Edward Maene (21 April 1852 in Bruges, Belgium – 4 December 1931 in Philadelphia, Pennsylvania) was a Belgian-American architectural sculptor, woodcarver and cabinetmaker. Based in Philadelphia, Pennsylvania, he executed work designed by architects such as Wilson Eyre, Willis G. Hale, Cope and Stewardson, Will Price, Horace Wells Sellers, and Milton B. Medary. His oak choir stalls and reredos at the Washington Memorial Chapel in Valley Forge, Pennsylvania have been described as "the finest examples of hand carved wood in this country."
Maene learned the stone- and wood-carving trade in his native Belgium, and studied in Paris. He immigrated to the United States in 1881, and settled in Philadelphia in 1883. There is evidence to suggest that he worked as a carver for Daniel Pabst, the premier custom-furniture maker in late-19th century Philadelphia. He opened his own workshop at what is now 239 South Lawrence Court, a half-block east of Pabst's workshop at 269 South 5th Street. Within less than a decade his shop employed "from twenty to twenty-five assistants." His nephew, John Maene (1863–1923), apprenticed in his shop in the 1880s, and was hired as foreman for the Rose Valley furniture shop in 1902. Following the 1906 closure of the Rose Valley venture, the nephew returned to the uncle's shop.
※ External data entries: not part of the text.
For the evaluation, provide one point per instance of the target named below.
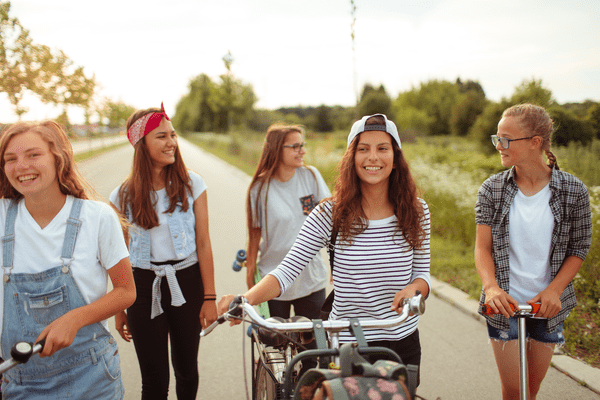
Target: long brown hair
(348, 216)
(70, 180)
(535, 121)
(136, 193)
(270, 159)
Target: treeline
(436, 107)
(27, 67)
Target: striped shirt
(571, 236)
(367, 273)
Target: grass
(449, 171)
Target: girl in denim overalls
(58, 250)
(167, 207)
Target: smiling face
(374, 157)
(30, 166)
(518, 151)
(289, 157)
(162, 143)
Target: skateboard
(238, 264)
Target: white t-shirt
(161, 243)
(100, 246)
(288, 205)
(530, 235)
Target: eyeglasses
(295, 146)
(505, 142)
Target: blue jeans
(536, 330)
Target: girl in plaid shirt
(533, 232)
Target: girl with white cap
(382, 242)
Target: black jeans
(180, 324)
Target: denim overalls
(90, 367)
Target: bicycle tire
(266, 387)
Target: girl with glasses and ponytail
(533, 233)
(282, 193)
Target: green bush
(449, 171)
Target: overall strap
(8, 240)
(73, 227)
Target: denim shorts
(536, 330)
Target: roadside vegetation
(449, 171)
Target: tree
(593, 116)
(569, 128)
(374, 101)
(431, 103)
(323, 120)
(25, 66)
(470, 86)
(210, 106)
(17, 72)
(486, 124)
(465, 112)
(532, 91)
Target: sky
(301, 52)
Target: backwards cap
(145, 125)
(359, 127)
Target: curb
(583, 373)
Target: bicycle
(275, 372)
(524, 311)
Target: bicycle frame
(240, 308)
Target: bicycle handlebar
(524, 309)
(239, 306)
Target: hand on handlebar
(500, 302)
(225, 305)
(208, 313)
(550, 303)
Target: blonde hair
(69, 179)
(535, 121)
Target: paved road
(457, 359)
(87, 145)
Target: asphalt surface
(457, 359)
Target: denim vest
(90, 366)
(182, 226)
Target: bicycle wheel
(266, 387)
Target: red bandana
(145, 125)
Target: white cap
(359, 127)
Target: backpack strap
(413, 376)
(331, 247)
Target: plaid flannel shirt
(572, 234)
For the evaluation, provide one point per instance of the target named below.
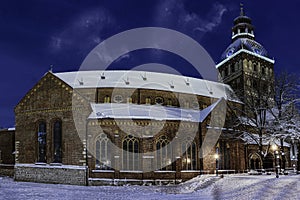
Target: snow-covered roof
(265, 140)
(147, 80)
(152, 112)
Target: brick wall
(7, 146)
(73, 175)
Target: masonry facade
(58, 125)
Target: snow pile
(197, 183)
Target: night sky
(37, 34)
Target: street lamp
(217, 162)
(274, 147)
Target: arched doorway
(255, 162)
(269, 161)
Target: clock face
(230, 52)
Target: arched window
(189, 158)
(169, 102)
(57, 140)
(130, 153)
(129, 99)
(163, 154)
(103, 152)
(186, 104)
(42, 142)
(106, 99)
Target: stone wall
(65, 174)
(6, 170)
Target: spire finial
(242, 9)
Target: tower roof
(247, 44)
(243, 38)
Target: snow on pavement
(202, 187)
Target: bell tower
(245, 65)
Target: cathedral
(103, 128)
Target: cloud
(84, 32)
(173, 14)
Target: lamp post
(217, 162)
(276, 154)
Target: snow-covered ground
(204, 187)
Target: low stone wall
(6, 170)
(64, 174)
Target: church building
(118, 127)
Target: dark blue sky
(37, 34)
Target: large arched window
(130, 153)
(163, 154)
(57, 141)
(189, 158)
(42, 142)
(103, 152)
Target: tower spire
(242, 9)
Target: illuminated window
(148, 100)
(106, 99)
(163, 154)
(57, 136)
(42, 142)
(159, 100)
(129, 99)
(189, 161)
(186, 104)
(117, 99)
(103, 157)
(169, 102)
(130, 153)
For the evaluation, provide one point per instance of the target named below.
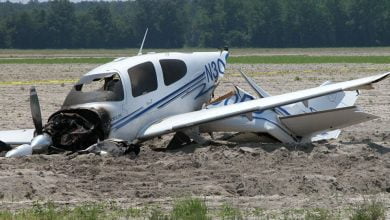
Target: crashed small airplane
(133, 99)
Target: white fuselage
(133, 114)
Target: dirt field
(332, 174)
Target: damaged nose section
(41, 143)
(76, 129)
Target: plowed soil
(243, 171)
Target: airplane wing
(185, 120)
(17, 137)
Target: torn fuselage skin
(77, 129)
(82, 121)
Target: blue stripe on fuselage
(123, 121)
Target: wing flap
(185, 120)
(309, 123)
(17, 137)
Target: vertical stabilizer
(143, 41)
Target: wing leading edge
(182, 121)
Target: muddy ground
(249, 174)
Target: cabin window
(173, 70)
(143, 78)
(103, 87)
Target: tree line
(195, 23)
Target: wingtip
(382, 77)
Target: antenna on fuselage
(143, 41)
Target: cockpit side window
(96, 88)
(143, 78)
(173, 70)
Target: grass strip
(191, 209)
(282, 59)
(87, 60)
(301, 59)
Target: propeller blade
(35, 111)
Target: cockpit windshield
(103, 87)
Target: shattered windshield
(102, 87)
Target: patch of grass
(303, 59)
(190, 208)
(277, 59)
(373, 210)
(319, 214)
(88, 60)
(227, 211)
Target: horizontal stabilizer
(17, 137)
(309, 123)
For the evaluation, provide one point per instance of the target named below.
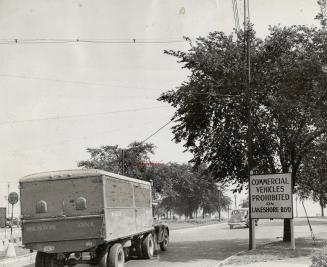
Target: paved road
(208, 245)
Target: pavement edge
(223, 262)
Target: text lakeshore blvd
(271, 196)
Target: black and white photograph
(163, 133)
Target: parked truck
(88, 217)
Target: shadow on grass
(280, 250)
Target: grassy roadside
(182, 224)
(279, 251)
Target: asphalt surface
(208, 245)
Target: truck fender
(159, 231)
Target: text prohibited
(13, 198)
(271, 196)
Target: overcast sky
(59, 99)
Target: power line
(151, 135)
(80, 115)
(16, 41)
(85, 137)
(86, 83)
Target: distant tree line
(178, 189)
(287, 102)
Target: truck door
(143, 207)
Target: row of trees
(178, 188)
(288, 103)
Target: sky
(57, 99)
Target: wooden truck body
(77, 216)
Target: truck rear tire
(165, 240)
(148, 246)
(47, 260)
(116, 256)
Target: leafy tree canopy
(288, 100)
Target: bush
(319, 260)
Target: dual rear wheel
(114, 256)
(47, 260)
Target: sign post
(12, 199)
(271, 198)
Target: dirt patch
(305, 247)
(176, 224)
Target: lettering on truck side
(42, 227)
(85, 224)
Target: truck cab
(88, 216)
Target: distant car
(240, 217)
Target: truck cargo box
(81, 209)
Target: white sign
(271, 196)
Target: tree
(288, 100)
(313, 176)
(135, 158)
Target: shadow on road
(208, 250)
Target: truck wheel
(116, 256)
(165, 241)
(47, 260)
(148, 246)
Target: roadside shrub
(319, 260)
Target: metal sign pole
(254, 244)
(12, 221)
(292, 234)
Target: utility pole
(123, 162)
(8, 214)
(235, 204)
(247, 65)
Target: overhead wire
(86, 83)
(154, 133)
(88, 136)
(80, 115)
(89, 41)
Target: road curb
(24, 259)
(195, 226)
(223, 262)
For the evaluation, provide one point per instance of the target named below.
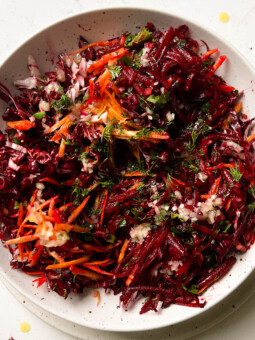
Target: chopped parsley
(158, 99)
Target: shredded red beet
(128, 168)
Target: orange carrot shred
(77, 211)
(89, 274)
(50, 180)
(22, 239)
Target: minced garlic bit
(139, 233)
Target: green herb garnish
(39, 115)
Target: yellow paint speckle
(24, 327)
(224, 17)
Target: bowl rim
(188, 22)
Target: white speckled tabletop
(234, 318)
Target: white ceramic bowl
(63, 37)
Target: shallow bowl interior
(63, 37)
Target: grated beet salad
(131, 168)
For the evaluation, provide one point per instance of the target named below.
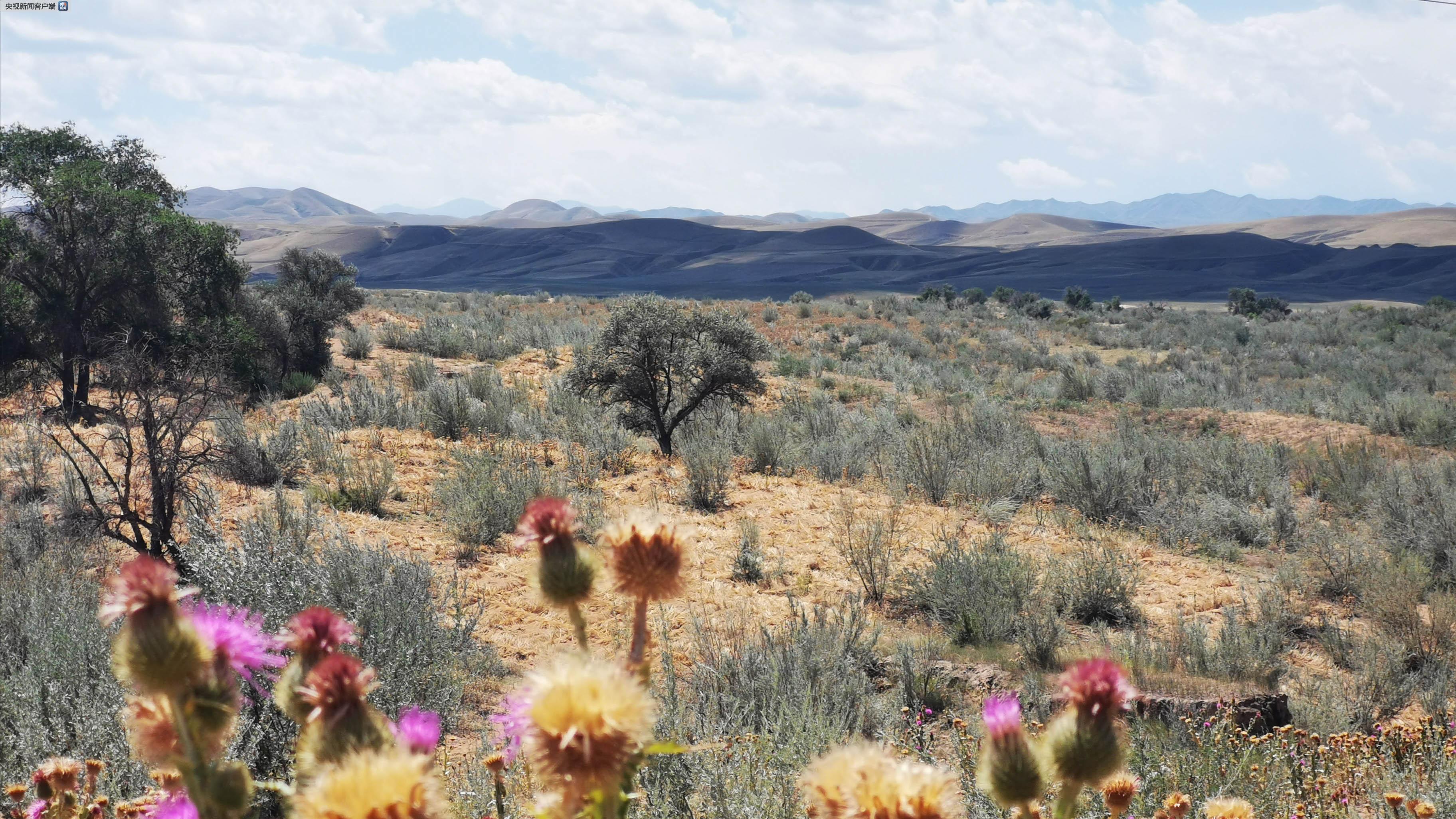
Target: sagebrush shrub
(1097, 585)
(248, 457)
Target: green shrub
(249, 458)
(298, 384)
(1097, 585)
(979, 592)
(748, 566)
(487, 489)
(708, 462)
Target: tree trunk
(82, 382)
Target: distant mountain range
(1197, 253)
(1175, 210)
(458, 209)
(265, 204)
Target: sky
(756, 105)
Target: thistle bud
(156, 650)
(1119, 792)
(1084, 744)
(1009, 770)
(312, 635)
(340, 720)
(1228, 808)
(566, 572)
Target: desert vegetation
(793, 547)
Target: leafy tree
(660, 362)
(317, 292)
(1078, 299)
(1245, 302)
(94, 254)
(137, 476)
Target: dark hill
(688, 258)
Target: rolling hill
(1175, 210)
(686, 258)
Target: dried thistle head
(373, 785)
(587, 718)
(1119, 792)
(335, 687)
(647, 559)
(865, 781)
(1097, 688)
(140, 585)
(1228, 808)
(318, 632)
(60, 774)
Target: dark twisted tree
(662, 362)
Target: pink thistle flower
(513, 722)
(548, 522)
(236, 637)
(1097, 688)
(142, 583)
(318, 632)
(417, 731)
(1002, 716)
(172, 806)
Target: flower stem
(1068, 799)
(580, 623)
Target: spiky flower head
(236, 637)
(140, 585)
(566, 573)
(172, 806)
(417, 731)
(1228, 808)
(1009, 770)
(1119, 792)
(156, 650)
(587, 718)
(1002, 716)
(60, 774)
(647, 559)
(864, 781)
(1097, 688)
(153, 735)
(513, 722)
(335, 687)
(373, 785)
(317, 632)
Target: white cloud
(1261, 175)
(1037, 174)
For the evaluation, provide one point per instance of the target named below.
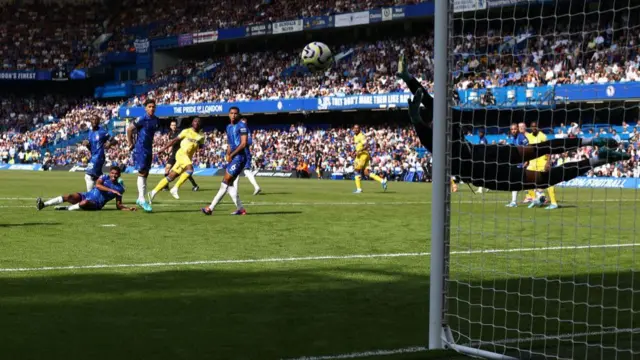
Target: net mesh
(531, 282)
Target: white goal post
(520, 282)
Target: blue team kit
(97, 140)
(143, 150)
(100, 198)
(240, 161)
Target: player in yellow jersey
(540, 164)
(190, 140)
(362, 163)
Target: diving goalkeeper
(496, 166)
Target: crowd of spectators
(395, 151)
(485, 59)
(174, 18)
(18, 145)
(36, 36)
(369, 68)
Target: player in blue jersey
(517, 137)
(142, 150)
(108, 187)
(248, 172)
(237, 138)
(97, 142)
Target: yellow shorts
(537, 166)
(182, 162)
(363, 161)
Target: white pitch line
(554, 337)
(408, 350)
(306, 258)
(414, 349)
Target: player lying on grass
(97, 142)
(190, 141)
(237, 154)
(496, 166)
(108, 187)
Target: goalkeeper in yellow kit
(362, 163)
(540, 164)
(190, 140)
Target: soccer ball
(540, 199)
(317, 56)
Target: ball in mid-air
(317, 56)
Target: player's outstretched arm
(130, 129)
(413, 83)
(121, 206)
(170, 144)
(100, 186)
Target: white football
(317, 56)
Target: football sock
(219, 195)
(183, 178)
(552, 195)
(54, 201)
(161, 185)
(233, 193)
(90, 182)
(142, 188)
(375, 177)
(531, 194)
(252, 179)
(193, 182)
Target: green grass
(286, 309)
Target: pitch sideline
(307, 258)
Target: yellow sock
(164, 182)
(184, 177)
(376, 177)
(552, 195)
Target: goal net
(535, 281)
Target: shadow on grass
(29, 224)
(287, 312)
(212, 314)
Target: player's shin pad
(161, 185)
(358, 179)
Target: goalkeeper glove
(414, 108)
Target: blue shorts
(142, 160)
(235, 167)
(95, 197)
(94, 168)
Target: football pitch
(312, 271)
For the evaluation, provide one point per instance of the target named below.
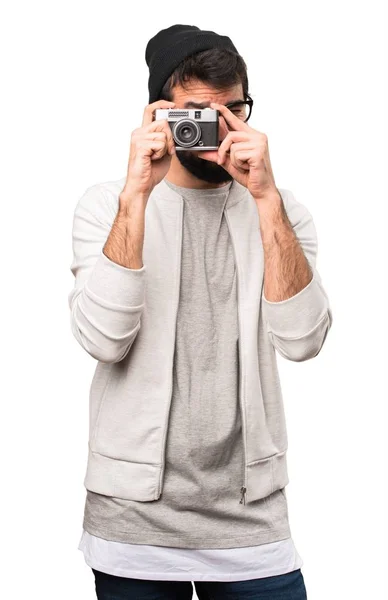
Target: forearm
(295, 305)
(124, 244)
(286, 269)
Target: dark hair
(219, 67)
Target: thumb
(211, 155)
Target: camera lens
(186, 133)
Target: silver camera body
(192, 128)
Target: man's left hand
(244, 154)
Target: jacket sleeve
(298, 326)
(107, 299)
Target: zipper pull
(242, 490)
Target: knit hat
(170, 46)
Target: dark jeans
(289, 586)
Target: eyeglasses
(242, 110)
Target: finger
(150, 108)
(153, 148)
(231, 138)
(240, 159)
(162, 125)
(231, 119)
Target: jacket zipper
(172, 375)
(243, 489)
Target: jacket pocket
(266, 475)
(94, 430)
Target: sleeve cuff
(296, 316)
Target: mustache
(203, 169)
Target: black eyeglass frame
(248, 101)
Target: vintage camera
(192, 129)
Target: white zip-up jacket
(125, 318)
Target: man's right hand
(152, 147)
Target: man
(190, 273)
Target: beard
(203, 169)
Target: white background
(74, 85)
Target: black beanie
(170, 46)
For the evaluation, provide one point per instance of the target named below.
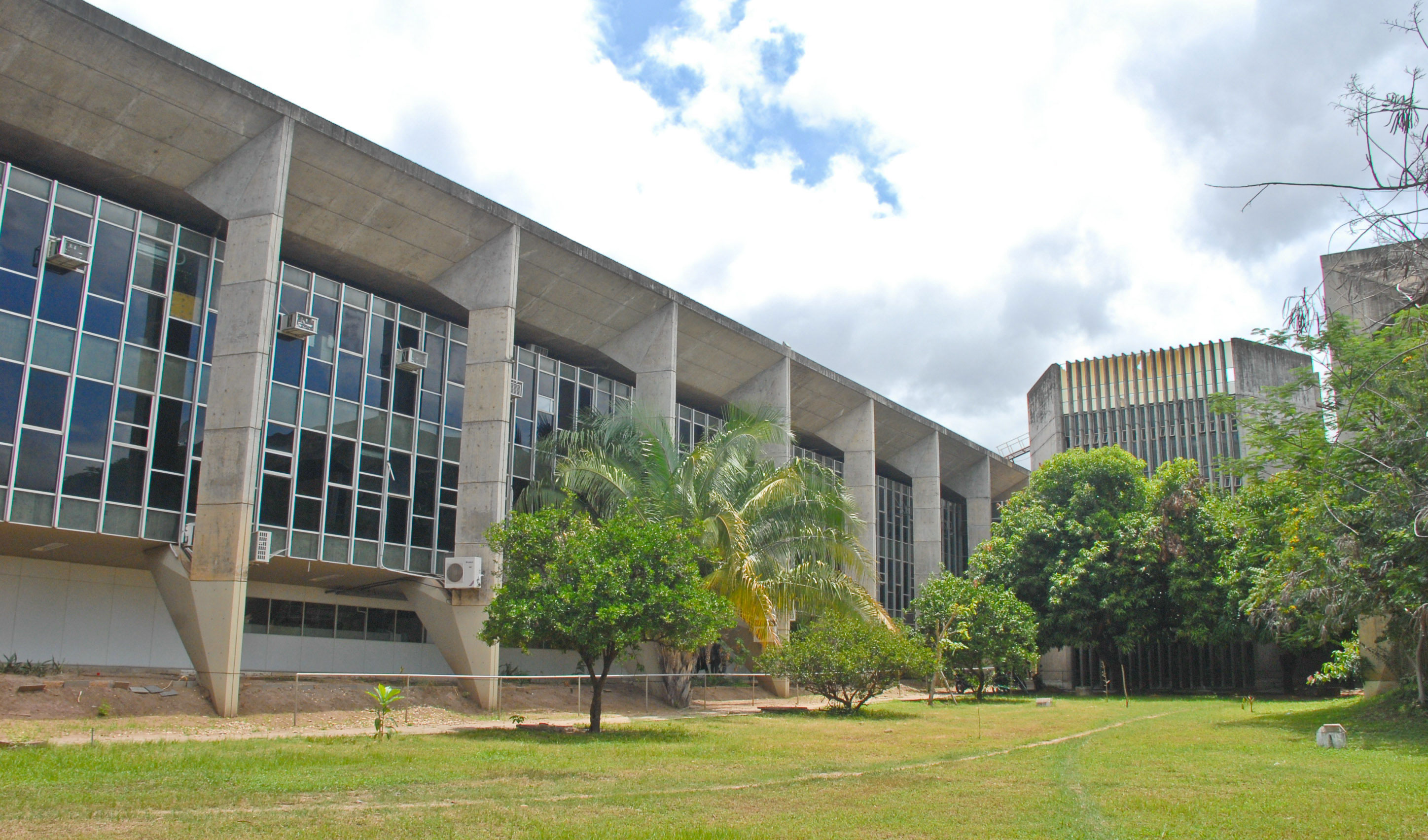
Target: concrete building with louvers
(259, 336)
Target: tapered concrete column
(923, 462)
(770, 389)
(974, 485)
(650, 349)
(855, 433)
(485, 283)
(206, 596)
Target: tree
(1354, 475)
(777, 538)
(984, 628)
(847, 661)
(600, 589)
(1110, 559)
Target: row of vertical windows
(954, 536)
(894, 545)
(279, 618)
(360, 456)
(103, 371)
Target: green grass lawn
(1172, 769)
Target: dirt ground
(68, 712)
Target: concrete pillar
(974, 485)
(206, 596)
(485, 283)
(650, 349)
(923, 462)
(855, 433)
(770, 387)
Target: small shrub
(385, 696)
(849, 661)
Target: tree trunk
(681, 665)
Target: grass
(1173, 768)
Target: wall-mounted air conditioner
(68, 253)
(299, 325)
(463, 573)
(410, 359)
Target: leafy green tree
(980, 629)
(777, 538)
(1110, 559)
(600, 589)
(849, 661)
(1354, 542)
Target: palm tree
(782, 538)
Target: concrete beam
(925, 463)
(485, 282)
(650, 349)
(855, 433)
(974, 485)
(249, 190)
(770, 389)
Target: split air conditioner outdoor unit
(412, 359)
(262, 546)
(463, 573)
(299, 325)
(68, 253)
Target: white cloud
(1001, 128)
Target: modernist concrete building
(156, 379)
(1154, 403)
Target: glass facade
(954, 536)
(894, 545)
(362, 446)
(1156, 406)
(103, 369)
(553, 396)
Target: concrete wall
(1044, 418)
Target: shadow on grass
(1381, 723)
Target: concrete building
(1156, 403)
(163, 385)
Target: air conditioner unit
(299, 325)
(412, 359)
(262, 546)
(68, 253)
(463, 573)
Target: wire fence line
(322, 676)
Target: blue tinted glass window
(89, 418)
(132, 408)
(126, 475)
(45, 399)
(103, 316)
(109, 271)
(37, 463)
(22, 233)
(287, 360)
(146, 319)
(83, 478)
(61, 296)
(10, 379)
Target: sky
(934, 199)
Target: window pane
(45, 399)
(109, 271)
(22, 233)
(89, 419)
(37, 460)
(61, 296)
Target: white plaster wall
(85, 615)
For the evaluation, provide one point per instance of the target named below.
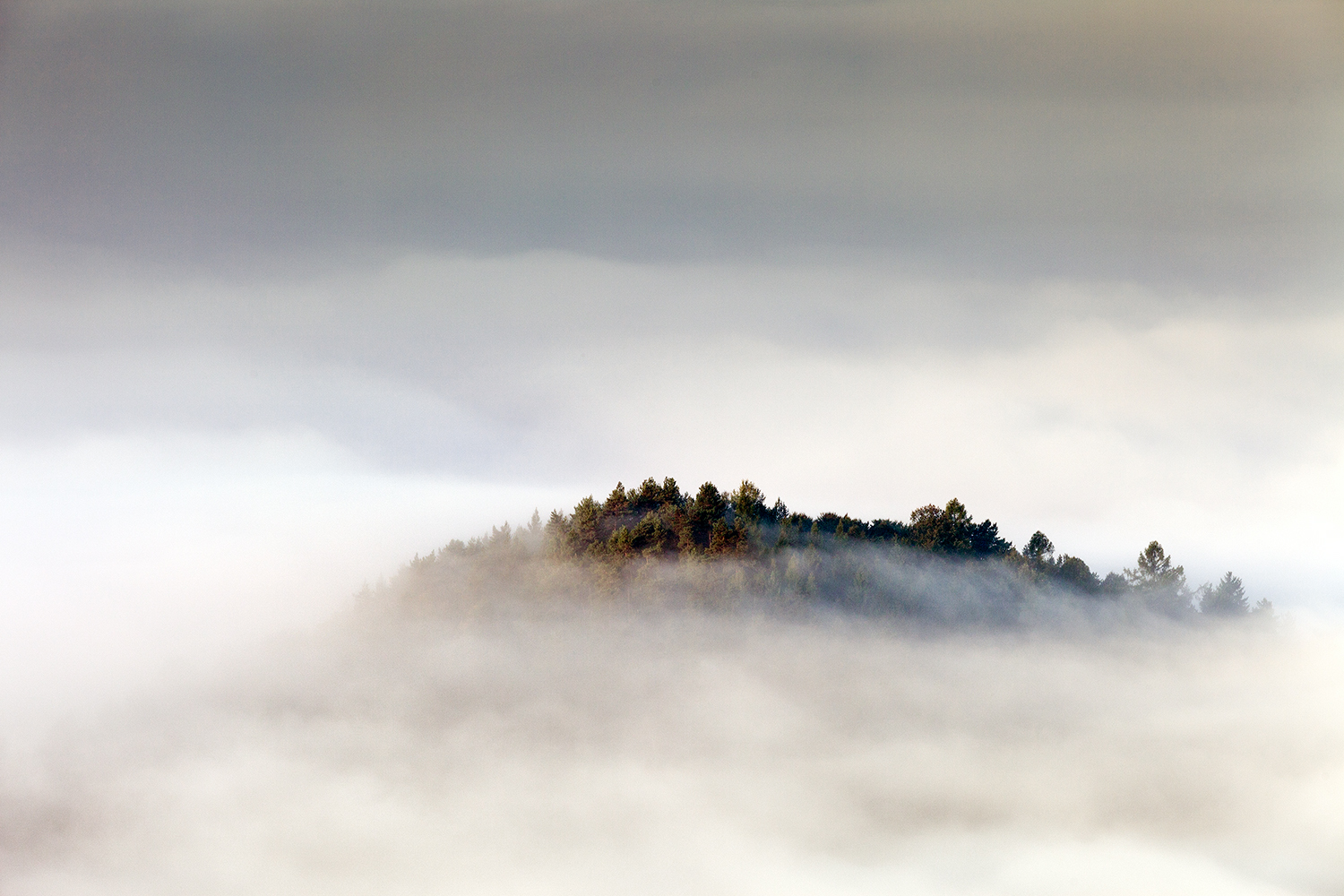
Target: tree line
(833, 557)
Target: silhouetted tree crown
(831, 556)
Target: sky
(292, 290)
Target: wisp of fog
(583, 743)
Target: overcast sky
(295, 289)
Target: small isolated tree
(1160, 581)
(1228, 598)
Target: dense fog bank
(582, 745)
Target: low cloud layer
(599, 750)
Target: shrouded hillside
(656, 541)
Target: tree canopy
(836, 557)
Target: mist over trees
(941, 564)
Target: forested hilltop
(943, 564)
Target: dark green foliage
(1160, 582)
(1228, 598)
(742, 543)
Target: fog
(590, 743)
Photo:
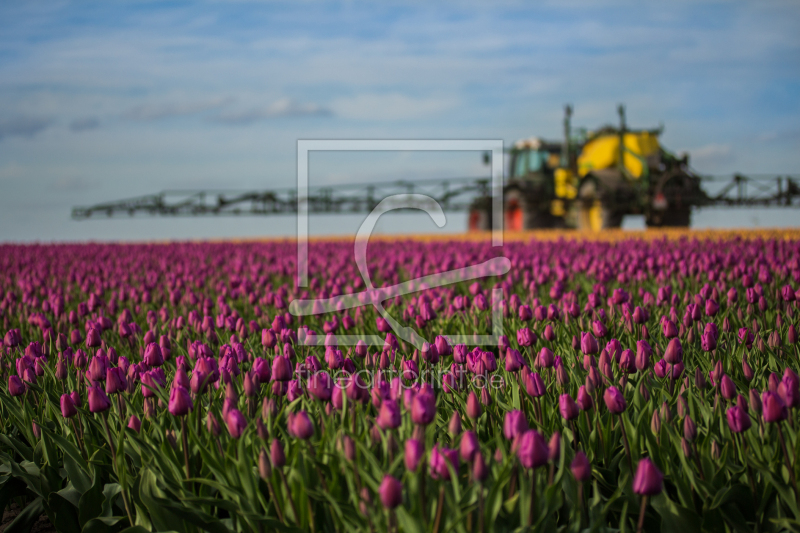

Maene executed designs by architect Wilson Eyre, working on residential projects such as the Dr. Henry Genet Taylor House and Office (1884), in Camden, New Jersey; a new Dutch Colonial façade for the Rowley-Pullman House (altered 1886, demolished 1963), at 238 S. 3rd Street, Philadelphia; and the Charles Lang Freer House (1892), in Detroit, Michigan. His shop carved exterior stonework for Eyre's City Trust Building (1888, demolished c.1923), at 927-29 Chestnut Street, Philadelphia; and did work on Eyre's Newcomb Memorial Chapel (1894-95, demolished 1954), at Newcomb College in New Orleans, Louisiana.